US 12,136,410 B2
Speaker embeddings for improved automatic speech recognition
Fadi Biadsy, Mountain View, CA (US); Dirk Ryan Padfield, Seattle, WA (US); and Victoria Zayats, Seattle, WA (US)
Assigned to Google LLC, Mountain View, CA (US)
Filed by Google LLC, Mountain View, CA (US)
Filed on May 3, 2022, as Appl. No. 17/661,832.
Prior Publication US 2023/0360632 A1, Nov. 9, 2023
Int. Cl. G10L 13/08 (2013.01); G10L 13/04 (2013.01); G10L 15/06 (2013.01); G10L 15/22 (2006.01); G10L 15/26 (2006.01); G10L 25/18 (2013.01)

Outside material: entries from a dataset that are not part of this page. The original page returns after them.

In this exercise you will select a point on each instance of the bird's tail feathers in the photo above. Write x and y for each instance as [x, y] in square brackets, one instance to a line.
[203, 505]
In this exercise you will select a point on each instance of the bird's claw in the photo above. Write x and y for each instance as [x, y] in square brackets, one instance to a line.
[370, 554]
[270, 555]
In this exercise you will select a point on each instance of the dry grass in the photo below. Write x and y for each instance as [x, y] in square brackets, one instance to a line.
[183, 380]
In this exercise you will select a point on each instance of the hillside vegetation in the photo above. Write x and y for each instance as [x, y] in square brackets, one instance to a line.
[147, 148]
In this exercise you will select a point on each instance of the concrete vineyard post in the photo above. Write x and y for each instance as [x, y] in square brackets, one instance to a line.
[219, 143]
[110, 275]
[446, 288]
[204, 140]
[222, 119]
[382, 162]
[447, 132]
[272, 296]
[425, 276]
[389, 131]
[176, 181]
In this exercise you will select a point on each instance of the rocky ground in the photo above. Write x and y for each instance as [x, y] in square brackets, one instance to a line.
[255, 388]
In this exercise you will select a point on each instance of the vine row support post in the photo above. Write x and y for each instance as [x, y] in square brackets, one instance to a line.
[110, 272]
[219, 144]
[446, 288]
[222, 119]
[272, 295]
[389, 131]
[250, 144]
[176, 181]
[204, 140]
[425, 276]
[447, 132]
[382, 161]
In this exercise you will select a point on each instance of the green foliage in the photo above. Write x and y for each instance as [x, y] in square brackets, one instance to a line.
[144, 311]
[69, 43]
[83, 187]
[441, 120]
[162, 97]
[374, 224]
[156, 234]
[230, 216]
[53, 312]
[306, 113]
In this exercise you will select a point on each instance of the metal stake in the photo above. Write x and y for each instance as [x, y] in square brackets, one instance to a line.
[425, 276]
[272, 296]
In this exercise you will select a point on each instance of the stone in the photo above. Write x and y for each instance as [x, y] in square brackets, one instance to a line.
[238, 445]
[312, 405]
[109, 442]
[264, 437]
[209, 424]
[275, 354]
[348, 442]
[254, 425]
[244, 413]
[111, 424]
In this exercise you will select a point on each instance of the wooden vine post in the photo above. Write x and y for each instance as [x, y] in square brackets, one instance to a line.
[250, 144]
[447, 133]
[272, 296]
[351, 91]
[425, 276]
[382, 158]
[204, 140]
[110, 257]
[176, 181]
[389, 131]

CPC G10L 13/08 (2013.01) [G10L 13/04 (2013.01); G10L 15/063 (2013.01); G10L 15/22 (2013.01); G10L 15/26 (2013.01); G10L 25/18 (2013.01)] 20 Claims
OG exemplary drawing
 
1. A computer-implemented method that when executed on data processing hardware causes the data processing hardware to perform operations comprising:
receiving a reference audio signal corresponding to reference speech spoken by a target speaker with atypical speech;
generating, by a speaker embedding network configured to receive the reference audio signal as input, a speaker embedding for the target speaker, the speaker embedding conveying speaker characteristics of the target speaker;
determining, using the speaker embedding network, a personalization embedding for the target speaker based on the speaker embedding, the personalization embedding corresponding to a respective style cluster of speaker embeddings extracted from training utterances spoken by speakers that convey speaker characteristics similar to the speaker characteristics conveyed by the speaker embedding;
receiving a speech conversion request comprising input audio data corresponding to an utterance spoken by the target speaker associated with the atypical speech; and
biasing, using the speaker embedding generated for the target speaker by the speaker embedding network, a speech conversion model to convert the input audio data corresponding to the utterance spoken by the target speaker associated with atypical speech into an output canonical representation of the utterance spoken by the target speaker,
wherein biasing the speech conversion model comprises using the personalized embedding determined for the target speaker to bias the speech conversion model for a type of the atypical speech associated with the target speaker.